Both Circuit City and rival Best Buy have seen fierce competition from Wal-Mart Stores Inc., which lowered prices for key products such as flat-panel televisions. (Nick Ut/Associated Press/File 2006)

RICHMOND -- Circuit City Stores Inc., the nation's number two consumer electronics retailer, said yesterday it plans to close seven domestic superstores, a Kentucky distribution center, and 62 company-owned stores in Canada to cut costs and improve its financial performance.

The closings will take place over the next six months at an expected total cost of $85 million to $105 million, all to be incurred in the current fourth fiscal quarter, which ends Feb. 28, Circuit City said.

"Because of the intensified gross margin pressures that we saw in the third quarter within the flat panel television category, we launched efforts to accelerate the timing of planned initiatives to improve sales and gross margin, as well as improve the efficiency of our expense structure," chief executive Philip J. Schoonover said in a statement.

Shares of Circuit City rose $1.07 to close at $21.67 on the New York Stock Exchange.
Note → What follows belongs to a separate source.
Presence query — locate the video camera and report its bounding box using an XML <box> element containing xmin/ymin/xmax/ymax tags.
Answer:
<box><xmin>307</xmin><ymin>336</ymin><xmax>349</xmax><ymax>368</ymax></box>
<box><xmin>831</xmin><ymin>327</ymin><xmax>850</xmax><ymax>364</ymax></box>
Circuit City would not identify the stores to be closed because company officials were in the process of notifying employees. The stores will be closed Monday, then reopen Wednesday for clearance sales, spokesman Bill Cimino said.
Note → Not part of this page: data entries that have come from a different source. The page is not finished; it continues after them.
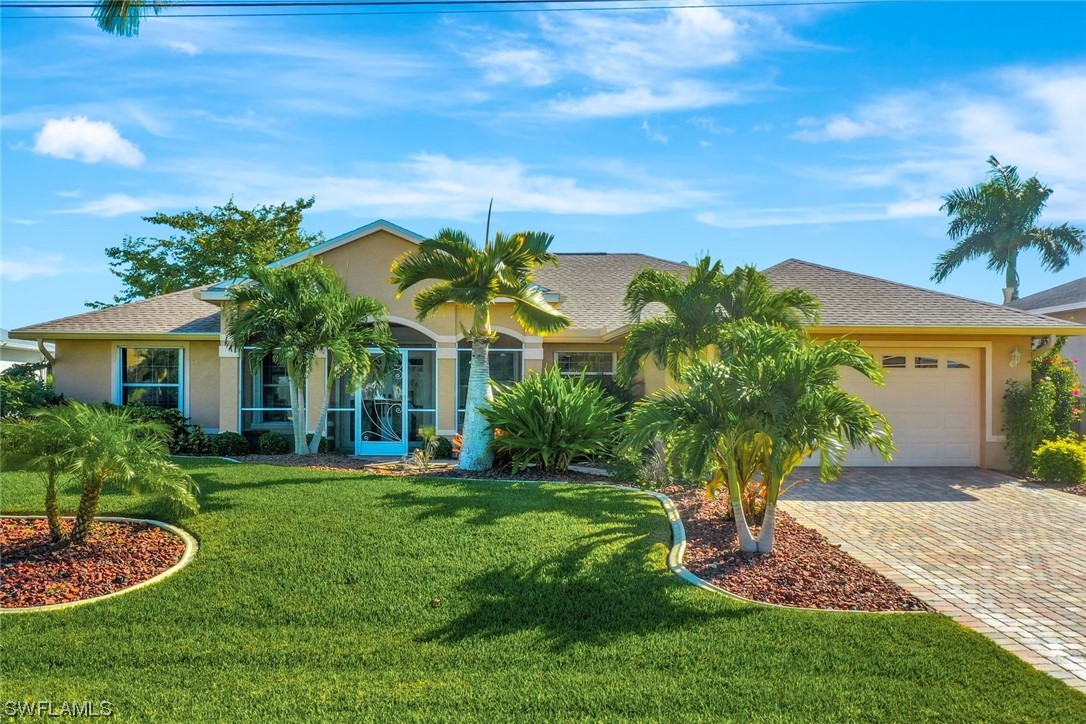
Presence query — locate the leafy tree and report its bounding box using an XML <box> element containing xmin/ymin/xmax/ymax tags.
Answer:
<box><xmin>627</xmin><ymin>319</ymin><xmax>893</xmax><ymax>554</ymax></box>
<box><xmin>932</xmin><ymin>156</ymin><xmax>1086</xmax><ymax>304</ymax></box>
<box><xmin>40</xmin><ymin>402</ymin><xmax>200</xmax><ymax>545</ymax></box>
<box><xmin>87</xmin><ymin>196</ymin><xmax>324</xmax><ymax>308</ymax></box>
<box><xmin>391</xmin><ymin>229</ymin><xmax>570</xmax><ymax>470</ymax></box>
<box><xmin>618</xmin><ymin>256</ymin><xmax>819</xmax><ymax>384</ymax></box>
<box><xmin>227</xmin><ymin>259</ymin><xmax>396</xmax><ymax>455</ymax></box>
The company could not immediately determine the exact number of employees who would lose their jobs. The distribution center employs 12 people, and each of the seven superstores slated for closing employs about 30 full-time and part-time workers, Cimino said.

Circuit City operates through 643 superstores and 12 other locations in 158 US markets. The international segment has more than 800 retail stores and dealer outlets in Canada. The company also sells it products online.

The retailer, second behind Best Buy Inc., also is realigning its management structure.

It named a new merchandising officer, David L. Mathews, who replaces Douglas T. Moore, executive vice president and chief merchandising officer. George D. Clark Jr. will lead Circuit City's retail channels.

The seven domestic superstores slated to close by the end of February generated $71 million in revenue in 2006. Separately, one superstore will be closed this month in advance of opening a replacement store in the first fiscal quarter of 2008.

Circuit City has struggled for market share against Richfield, Minn.-based Best Buy.

Both have seen fierce competition from Wal-Mart Stores Inc., which lowered prices for key products such as flat-panel televisions this past holiday shopping season, forcing Circuit City and Best Buy to follow suit and cutting into their third-quarter results.